LLM-Simulator

Enterprise-grade offline LLM API simulator for testing and development.

Overview

LLM-Simulator provides a drop-in replacement for production LLM APIs, enabling cost-effective, deterministic, and comprehensive testing of LLM-powered applications. It simulates OpenAI, Anthropic, and Google Gemini APIs with realistic latency, streaming support, and chaos engineering capabilities.

Features

Multi-Provider API Support

OpenAI - Chat completions, embeddings, models endpoints (/v1/chat/completions, /v1/embeddings, /v1/models)
Anthropic - Messages API (/v1/messages)
Google Gemini - Generate content API (/v1/models/{model}:generateContent)

Realistic Simulation

Latency Modeling - Statistical distributions (log-normal, exponential, Pareto) for TTFT and ITL
Token-by-Token Streaming - Server-Sent Events (SSE) with realistic inter-token delays
Deterministic Mode - Seed-based RNG for reproducible tests

Chaos Engineering

Error Injection - Configurable error rates and types (rate limits, timeouts, server errors)
Circuit Breaker - Simulate service degradation and recovery
Model-Specific Rules - Target chaos to specific models or endpoints

Enterprise Security

API Key Authentication - Role-based access control (admin, user, readonly)
Rate Limiting - Token bucket algorithm with configurable tiers
CORS Support - Configurable origins and headers
Security Headers - Production-ready security header configuration

Observability

OpenTelemetry Integration - Distributed tracing with OTLP export
Prometheus Metrics - Request counts, latencies, error rates
Structured Logging - JSON log format with trace correlation
Health Endpoints - Liveness (/health) and readiness (/ready) probes

High Performance

10,000+ RPS - Optimized async architecture
<5ms Overhead - Minimal latency impact
Graceful Shutdown - Connection draining support

Installation

From Source

# Clone the repository
git clone https://github.com/llm-devops/llm-simulator.git
cd llm-simulator

# Build release binary
cargo build --release

# Binary will be at ./target/release/llm-simulator

Requirements

Rust 1.75 or later
Linux, macOS, or Windows

Quick Start

Start the Server

# Start with default settings
llm-simulator serve

# Start with custom port and chaos enabled
llm-simulator serve --port 9090 --chaos --chaos-probability 0.1

# Start with authentication
llm-simulator serve --require-auth --api-key "sk-test-key"
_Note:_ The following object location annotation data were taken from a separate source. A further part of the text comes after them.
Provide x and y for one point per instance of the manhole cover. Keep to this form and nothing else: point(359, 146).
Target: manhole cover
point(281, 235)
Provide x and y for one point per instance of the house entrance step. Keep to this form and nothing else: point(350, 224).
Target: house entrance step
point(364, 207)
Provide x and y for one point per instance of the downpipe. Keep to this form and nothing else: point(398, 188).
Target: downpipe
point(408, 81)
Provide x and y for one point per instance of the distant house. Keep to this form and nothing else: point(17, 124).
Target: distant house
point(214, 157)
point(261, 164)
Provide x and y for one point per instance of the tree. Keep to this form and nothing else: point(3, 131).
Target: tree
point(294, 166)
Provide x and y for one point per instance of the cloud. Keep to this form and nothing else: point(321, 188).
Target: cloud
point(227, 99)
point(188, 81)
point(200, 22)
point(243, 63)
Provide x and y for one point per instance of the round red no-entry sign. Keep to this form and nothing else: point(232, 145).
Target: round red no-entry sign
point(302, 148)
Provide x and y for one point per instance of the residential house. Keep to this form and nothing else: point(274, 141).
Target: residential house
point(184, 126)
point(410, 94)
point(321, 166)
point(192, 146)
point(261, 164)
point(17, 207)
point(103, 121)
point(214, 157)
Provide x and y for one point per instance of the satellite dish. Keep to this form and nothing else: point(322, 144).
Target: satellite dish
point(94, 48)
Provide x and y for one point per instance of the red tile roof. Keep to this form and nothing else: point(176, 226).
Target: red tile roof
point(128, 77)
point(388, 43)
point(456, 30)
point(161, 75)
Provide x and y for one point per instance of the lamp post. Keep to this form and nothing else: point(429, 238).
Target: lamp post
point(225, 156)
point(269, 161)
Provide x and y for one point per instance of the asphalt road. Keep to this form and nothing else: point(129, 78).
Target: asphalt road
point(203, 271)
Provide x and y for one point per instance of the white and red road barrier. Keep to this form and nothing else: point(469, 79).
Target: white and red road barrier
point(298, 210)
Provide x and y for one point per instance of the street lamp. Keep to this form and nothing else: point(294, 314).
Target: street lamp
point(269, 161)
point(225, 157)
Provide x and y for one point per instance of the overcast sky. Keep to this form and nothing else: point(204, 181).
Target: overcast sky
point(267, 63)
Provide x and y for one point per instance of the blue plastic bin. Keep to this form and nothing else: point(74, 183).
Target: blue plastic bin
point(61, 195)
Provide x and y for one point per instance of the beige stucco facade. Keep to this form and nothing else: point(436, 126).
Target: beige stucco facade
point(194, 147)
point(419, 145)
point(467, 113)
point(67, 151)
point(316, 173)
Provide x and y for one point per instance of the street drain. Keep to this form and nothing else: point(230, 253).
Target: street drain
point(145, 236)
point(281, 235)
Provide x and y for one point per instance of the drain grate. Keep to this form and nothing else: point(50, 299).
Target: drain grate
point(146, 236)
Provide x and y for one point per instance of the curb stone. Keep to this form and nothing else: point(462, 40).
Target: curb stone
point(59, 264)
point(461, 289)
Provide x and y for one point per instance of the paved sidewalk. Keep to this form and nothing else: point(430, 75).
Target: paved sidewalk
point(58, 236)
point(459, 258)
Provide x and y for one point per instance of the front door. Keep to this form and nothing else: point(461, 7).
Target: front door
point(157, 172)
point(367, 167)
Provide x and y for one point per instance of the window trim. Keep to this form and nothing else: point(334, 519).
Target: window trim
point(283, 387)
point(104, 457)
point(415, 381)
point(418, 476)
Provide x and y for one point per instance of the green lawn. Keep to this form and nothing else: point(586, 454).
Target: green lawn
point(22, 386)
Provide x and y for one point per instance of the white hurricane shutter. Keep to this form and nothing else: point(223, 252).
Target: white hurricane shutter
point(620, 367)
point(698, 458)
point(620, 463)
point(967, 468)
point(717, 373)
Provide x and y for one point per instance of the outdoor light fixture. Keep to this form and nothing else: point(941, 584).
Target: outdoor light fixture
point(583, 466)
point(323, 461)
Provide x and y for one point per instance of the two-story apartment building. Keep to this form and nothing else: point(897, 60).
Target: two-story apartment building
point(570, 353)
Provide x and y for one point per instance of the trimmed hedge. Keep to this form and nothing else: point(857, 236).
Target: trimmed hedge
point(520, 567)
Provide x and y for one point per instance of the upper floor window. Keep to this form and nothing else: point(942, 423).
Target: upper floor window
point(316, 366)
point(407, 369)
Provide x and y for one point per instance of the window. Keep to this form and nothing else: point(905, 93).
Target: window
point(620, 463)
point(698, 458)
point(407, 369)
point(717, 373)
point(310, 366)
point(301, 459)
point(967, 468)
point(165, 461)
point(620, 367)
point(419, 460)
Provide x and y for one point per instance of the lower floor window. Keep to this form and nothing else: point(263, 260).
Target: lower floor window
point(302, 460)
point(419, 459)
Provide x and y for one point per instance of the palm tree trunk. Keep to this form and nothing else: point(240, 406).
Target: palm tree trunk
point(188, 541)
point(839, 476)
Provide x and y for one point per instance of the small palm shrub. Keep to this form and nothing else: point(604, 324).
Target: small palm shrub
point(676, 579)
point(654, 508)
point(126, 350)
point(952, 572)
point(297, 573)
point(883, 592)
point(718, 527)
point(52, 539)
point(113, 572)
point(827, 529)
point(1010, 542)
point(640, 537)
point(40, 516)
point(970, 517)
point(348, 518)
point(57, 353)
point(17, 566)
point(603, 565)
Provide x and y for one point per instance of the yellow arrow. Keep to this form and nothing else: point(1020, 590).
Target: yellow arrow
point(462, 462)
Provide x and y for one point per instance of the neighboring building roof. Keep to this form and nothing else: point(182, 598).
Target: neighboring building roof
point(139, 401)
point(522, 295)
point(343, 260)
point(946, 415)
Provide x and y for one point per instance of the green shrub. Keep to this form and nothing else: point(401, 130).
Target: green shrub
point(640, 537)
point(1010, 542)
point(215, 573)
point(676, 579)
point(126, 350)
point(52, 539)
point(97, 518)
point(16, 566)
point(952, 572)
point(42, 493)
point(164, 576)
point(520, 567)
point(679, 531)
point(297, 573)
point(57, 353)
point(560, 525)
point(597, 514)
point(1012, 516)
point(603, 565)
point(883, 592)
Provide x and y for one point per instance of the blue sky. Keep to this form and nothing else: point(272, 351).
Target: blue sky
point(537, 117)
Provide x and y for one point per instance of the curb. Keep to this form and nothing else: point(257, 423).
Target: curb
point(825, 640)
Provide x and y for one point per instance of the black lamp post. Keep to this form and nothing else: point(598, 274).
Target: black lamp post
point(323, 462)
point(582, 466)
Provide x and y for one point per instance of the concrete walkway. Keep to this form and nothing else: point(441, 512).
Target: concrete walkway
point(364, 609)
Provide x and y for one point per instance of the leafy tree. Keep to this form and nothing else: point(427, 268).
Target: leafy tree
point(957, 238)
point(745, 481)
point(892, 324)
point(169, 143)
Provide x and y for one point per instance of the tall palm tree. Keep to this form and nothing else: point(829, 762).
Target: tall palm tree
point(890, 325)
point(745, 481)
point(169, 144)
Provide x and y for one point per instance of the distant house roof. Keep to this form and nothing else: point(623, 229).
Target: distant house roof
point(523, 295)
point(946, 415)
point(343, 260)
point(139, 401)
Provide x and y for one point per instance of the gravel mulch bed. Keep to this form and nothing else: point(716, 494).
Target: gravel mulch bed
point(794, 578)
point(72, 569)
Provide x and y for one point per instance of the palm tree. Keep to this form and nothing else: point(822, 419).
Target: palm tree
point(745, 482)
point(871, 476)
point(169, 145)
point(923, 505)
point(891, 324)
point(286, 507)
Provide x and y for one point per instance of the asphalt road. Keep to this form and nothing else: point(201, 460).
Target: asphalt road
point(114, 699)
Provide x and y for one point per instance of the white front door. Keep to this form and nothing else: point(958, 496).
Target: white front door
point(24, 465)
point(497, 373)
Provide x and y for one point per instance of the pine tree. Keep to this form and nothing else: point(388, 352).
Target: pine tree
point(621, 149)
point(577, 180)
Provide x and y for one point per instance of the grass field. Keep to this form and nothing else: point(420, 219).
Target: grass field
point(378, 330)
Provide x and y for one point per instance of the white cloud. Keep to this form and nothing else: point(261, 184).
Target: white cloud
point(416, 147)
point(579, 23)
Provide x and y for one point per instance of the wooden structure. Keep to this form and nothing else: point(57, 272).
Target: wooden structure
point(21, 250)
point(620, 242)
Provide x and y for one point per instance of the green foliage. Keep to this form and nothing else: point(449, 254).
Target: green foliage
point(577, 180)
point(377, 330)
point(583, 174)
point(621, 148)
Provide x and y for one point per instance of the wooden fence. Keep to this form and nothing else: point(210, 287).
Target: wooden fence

# Start with deterministic responses
llm-simulator serve --seed 42

Send Requests

# OpenAI-compatible chat completion
curl http://localhost:8080/v1/chat/completions \
  -H "Content-Type: application/json" \
  -d '{
    "model": "gpt-4",
    "messages": [{"role": "user", "content": "Hello!"}]
  }'

# Anthropic-compatible messages
curl http://localhost:8080/v1/messages \
  -H "Content-Type: application/json" \
  -H "anthropic-version: 2023-06-01" \
  -d '{
    "model": "claude-3-5-sonnet-20241022",
    "max_tokens": 256,
    "messages": [{"role": "user", "content": "Hello!"}]
  }'

# Streaming response
curl http://localhost:8080/v1/chat/completions \
  -H "Content-Type: application/json" \
  -d '{
    "model": "gpt-4",
    "messages": [{"role": "user", "content": "Tell me a story"}],
    "stream": true
  }'

CLI Reference

Commands

Command	Alias	Description
`serve`	`s`	Start the simulator server
`generate`	`gen`	Generate test data or responses
`config`	`cfg`	Configuration management
`health`	-	Health check a running instance
`models`	-	Show available models
`benchmark`	`bench`	Benchmark the simulator
`client`	-	Send requests to a running instance
`version`	-	Show version and build information

Serve Command Options

llm-simulator serve [OPTIONS]

Options:
  -p, --port <PORT>              Port to listen on [default: 8080]
      --host <HOST>              Host to bind to [default: 0.0.0.0]
      --chaos                    Enable chaos engineering
      --chaos-probability <P>    Chaos probability (0.0-1.0)
      --no-latency               Disable latency simulation
      --latency-multiplier <M>   Latency multiplier (1.0 = normal)
      --seed <SEED>              Fixed seed for deterministic behavior
      --require-auth             Enable API key authentication
      --api-key <KEY>            API key for authentication
      --max-concurrent <N>       Maximum concurrent requests
      --timeout <SECONDS>        Request timeout
      --otlp-endpoint <URL>      OpenTelemetry endpoint
      --workers <N>              Worker threads (default: CPU count)

Generate Command

# Generate a chat completion
llm-simulator generate chat --model gpt-4 --message "Hello" --format json

# Generate embeddings
llm-simulator generate embedding --text "Hello world" --dimensions 1536

# Generate sample configuration
llm-simulator generate config --format yaml --full

# Generate sample requests for testing
llm-simulator generate requests --count 100 --provider openai

Client Command

# Send a chat request
llm-simulator client chat --url http://localhost:8080 --model gpt-4 "Hello!"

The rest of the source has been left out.